Printemps 1944 : 30 000 juifs vivent alors à Paris, recensés et portant l’étoile jaune.
Le 20 juin 1944, quelques semaines avant la Libération, une descente de la Gestapo dans les bureaux du Consistoire central des Israélites de France, rue Boissac à Lyon, est un échec. Par le plus grand des hasards, aucun membre du Consistoire ne s’y trouve et la police allemande repart bredouille. Les dirigeants du Consistoire décident alors de se cacher et de tenir leurs réunions dans la clandestinité [1]. Jusqu’alors le Consistoire tenait ses séances ouvertement au siège de l’association, sans que les Allemands n’interviennent. Une attitude étonnamment tolérante pour les nazis qui ont là, depuis de nombreux mois, l’occasion de décapiter le judaïsme français avec un minimum de moyens.
Pour la Gestapo, une rafle s’impose, d’autant plus que dès 1943, l’activité du Consistoire s’oriente vers la Résistance. Il s’occupe du camouflage de juifs en péril.
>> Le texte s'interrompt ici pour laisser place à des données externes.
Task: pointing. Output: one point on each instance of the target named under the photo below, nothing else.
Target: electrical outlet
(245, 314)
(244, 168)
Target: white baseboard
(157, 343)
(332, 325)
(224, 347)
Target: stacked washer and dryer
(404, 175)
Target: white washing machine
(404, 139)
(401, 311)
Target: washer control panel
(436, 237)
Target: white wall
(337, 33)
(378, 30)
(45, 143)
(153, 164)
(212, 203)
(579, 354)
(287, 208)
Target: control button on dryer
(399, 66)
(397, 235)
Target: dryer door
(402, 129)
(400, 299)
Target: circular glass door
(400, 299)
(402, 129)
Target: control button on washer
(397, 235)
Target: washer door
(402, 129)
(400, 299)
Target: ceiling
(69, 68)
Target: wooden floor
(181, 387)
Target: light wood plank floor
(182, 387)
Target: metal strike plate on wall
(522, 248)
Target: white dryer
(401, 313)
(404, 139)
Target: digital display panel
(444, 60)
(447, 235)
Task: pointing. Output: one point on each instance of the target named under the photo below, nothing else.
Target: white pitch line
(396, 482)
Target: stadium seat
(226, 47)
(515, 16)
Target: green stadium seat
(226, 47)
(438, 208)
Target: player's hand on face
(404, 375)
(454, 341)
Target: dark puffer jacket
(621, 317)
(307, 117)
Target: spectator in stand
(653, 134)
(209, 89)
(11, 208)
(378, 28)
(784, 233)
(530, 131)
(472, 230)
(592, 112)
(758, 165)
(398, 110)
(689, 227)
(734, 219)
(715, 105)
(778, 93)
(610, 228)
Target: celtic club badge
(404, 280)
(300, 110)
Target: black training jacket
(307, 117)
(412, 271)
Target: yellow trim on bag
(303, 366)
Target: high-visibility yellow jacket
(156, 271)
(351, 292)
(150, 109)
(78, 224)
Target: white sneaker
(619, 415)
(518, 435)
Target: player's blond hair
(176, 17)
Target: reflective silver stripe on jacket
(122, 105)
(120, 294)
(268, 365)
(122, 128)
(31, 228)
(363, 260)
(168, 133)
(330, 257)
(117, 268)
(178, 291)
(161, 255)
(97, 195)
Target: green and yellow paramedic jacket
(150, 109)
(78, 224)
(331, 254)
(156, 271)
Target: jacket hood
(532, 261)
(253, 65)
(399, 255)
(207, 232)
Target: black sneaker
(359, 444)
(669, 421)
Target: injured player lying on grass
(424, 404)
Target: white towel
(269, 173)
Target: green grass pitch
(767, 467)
Par son entremise et son aide financière, certains sont munis de fausses pièces d’identité, de cartes d’alimentation, et cachés ou acheminés vers la Suisse ou l’Espagne [2]. Les autorités de Vichy n’ignorent pas ces activités et cherchent à les contrecarrer [3].
Le 11 janvier 1944, l’assemblée des rabbins français décide de recommander la fermeture des synagogues, « considérant que le maintien des offices publics dans les synagogues est un danger pour les fidèles », que « loin de servir les intérêts spirituels de la religion (ils) favorisent les agissements des ennemis du judaïsme » et « considérant qu’au point de vue religieux, il n’est pas interdit, en cas de danger, de suspendre le fonctionnement des offices publics [4] ».
Dans les faits, la plupart des synagogues sont restées ouvertes. Malgré la recommandation des rabbins, le Consistoire veut maintenir en activité les lieux de cultes. Il a la « conviction que la fin du judaïsme religieux signifierait la fin du judaïsme et que ce serait capituler devant l’ennemi que de fermer les temples consacrés au service de Dieu [5] ».
L’inévitable arrive. Le 13 juin 1944, à la suite d’un raid de la Gestapo à la synagogue de Lyon, le personnel et des fidèles sont arrêtés et déportés. Le grand rabbin décide alors d’entrer en clandestinité et de fermer les synagogues [6]. Pourquoi avoir attendu si longtemps ? La répression était prévisible. Les entrées et les sorties des synagogues sont pour la Gestapo et ses séides français un endroit idéal pour les arrestations.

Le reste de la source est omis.